La primauté du successeur de Pierre n'exclut cependant nullement le dialogue fraternel avec les cardinaux, qui "sont tenus de collaborer assidûment avec le Pontife Romain" (Canon 356). Plus les problèmes de gouvernance pastorale sont graves et urgents, plus l'implication du Collège des Cardinaux est nécessaire.

Lorsque Célestin V, en 1294, se rendant compte des circonstances particulières de son élection, voulut renoncer à la papauté, il le fit après d'intenses discussions et avec le consentement de ses électeurs.

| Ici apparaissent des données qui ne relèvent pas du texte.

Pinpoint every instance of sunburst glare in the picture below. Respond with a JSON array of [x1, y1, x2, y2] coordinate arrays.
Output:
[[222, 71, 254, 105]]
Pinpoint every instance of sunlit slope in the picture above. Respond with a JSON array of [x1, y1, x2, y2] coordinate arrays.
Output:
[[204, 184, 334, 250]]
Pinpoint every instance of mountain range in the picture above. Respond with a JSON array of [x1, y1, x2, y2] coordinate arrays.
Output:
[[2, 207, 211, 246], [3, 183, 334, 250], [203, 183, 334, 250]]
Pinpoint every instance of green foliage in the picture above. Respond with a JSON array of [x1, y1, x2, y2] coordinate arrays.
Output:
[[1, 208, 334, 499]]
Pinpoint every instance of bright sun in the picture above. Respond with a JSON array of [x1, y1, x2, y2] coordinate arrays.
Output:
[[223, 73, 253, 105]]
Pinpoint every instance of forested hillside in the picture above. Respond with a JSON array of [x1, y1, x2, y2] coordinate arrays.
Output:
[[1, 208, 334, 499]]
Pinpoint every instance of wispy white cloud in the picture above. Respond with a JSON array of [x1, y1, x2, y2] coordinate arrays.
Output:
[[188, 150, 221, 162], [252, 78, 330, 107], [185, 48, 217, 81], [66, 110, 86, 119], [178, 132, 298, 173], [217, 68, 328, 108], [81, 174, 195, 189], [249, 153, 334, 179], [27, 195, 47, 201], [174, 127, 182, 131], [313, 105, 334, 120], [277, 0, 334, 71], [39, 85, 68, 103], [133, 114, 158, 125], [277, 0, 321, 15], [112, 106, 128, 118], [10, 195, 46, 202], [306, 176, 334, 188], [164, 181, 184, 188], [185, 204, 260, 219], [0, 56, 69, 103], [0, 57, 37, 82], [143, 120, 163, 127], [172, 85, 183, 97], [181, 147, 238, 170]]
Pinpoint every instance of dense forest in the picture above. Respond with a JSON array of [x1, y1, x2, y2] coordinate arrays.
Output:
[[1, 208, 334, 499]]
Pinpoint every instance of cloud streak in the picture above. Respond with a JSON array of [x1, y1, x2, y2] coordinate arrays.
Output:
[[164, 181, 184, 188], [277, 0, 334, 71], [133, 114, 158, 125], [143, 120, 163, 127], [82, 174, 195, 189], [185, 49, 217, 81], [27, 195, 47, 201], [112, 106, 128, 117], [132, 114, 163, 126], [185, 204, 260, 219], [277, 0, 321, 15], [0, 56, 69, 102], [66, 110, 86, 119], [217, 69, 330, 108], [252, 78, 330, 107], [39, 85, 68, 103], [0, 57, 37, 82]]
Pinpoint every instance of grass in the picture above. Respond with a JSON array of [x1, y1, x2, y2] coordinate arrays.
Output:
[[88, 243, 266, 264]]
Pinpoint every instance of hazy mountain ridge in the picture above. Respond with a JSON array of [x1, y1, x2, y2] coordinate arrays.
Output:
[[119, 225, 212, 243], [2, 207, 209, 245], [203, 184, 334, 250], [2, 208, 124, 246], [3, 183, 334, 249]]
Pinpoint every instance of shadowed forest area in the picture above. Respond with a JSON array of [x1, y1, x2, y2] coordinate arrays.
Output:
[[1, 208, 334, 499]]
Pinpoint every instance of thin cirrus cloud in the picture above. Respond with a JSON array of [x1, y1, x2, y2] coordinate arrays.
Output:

Une conception totalement différente de la relation entre le pape et les cardinaux a été celle de Benoît XVI, qui - cas unique dans l'histoire - a renoncé à la papauté, pour des raisons personnelles, à l'insu du collège des cardinaux qui l'avaient élu.

Jusqu'à Paul VI, qui a porté le nombre de grands électeurs à 120, il n'y avait que 70 grands électeurs. Cette augmentation du collège électoral, qui a presque doublé son nombre, était motivée par l'intention de satisfaire la hiérarchie des pays éloignés de Rome et d'honorer ces Églises avec la pourpre romaine.

La conséquence inévitable a été la création de cardinaux qui n'avaient aucune expérience de la Curie romaine et donc des problèmes de gouvernance pastorale de l'Église universelle.

Cela a de graves conséquences lorsque ces cardinaux de la périphérie sont appelés à élire un nouveau pape.

Beaucoup, sinon la majorité des électeurs, ne se connaissent pas. Néanmoins, ils sont là pour élire le pape, l'un d'entre eux. Il est clair que cette situation facilite les opérations des groupes ou classes de cardinaux pour favoriser un de leurs candidats. Dans cette situation, on ne peut exclure le danger de la simonie sous ses différentes formes.

En définitive, il me semble que l'idée de limiter le droit de vote au conclave, par exemple, aux cardinaux résidant à Rome, tandis que les autres, toujours cardinaux, pourraient partager le "statut" de cardinaux de plus de quatre-vingts ans, mérite une réflexion sérieuse.

En résumé, il semble souhaitable que la fonction et la compétence du Collège des Cardinaux soient actualisées.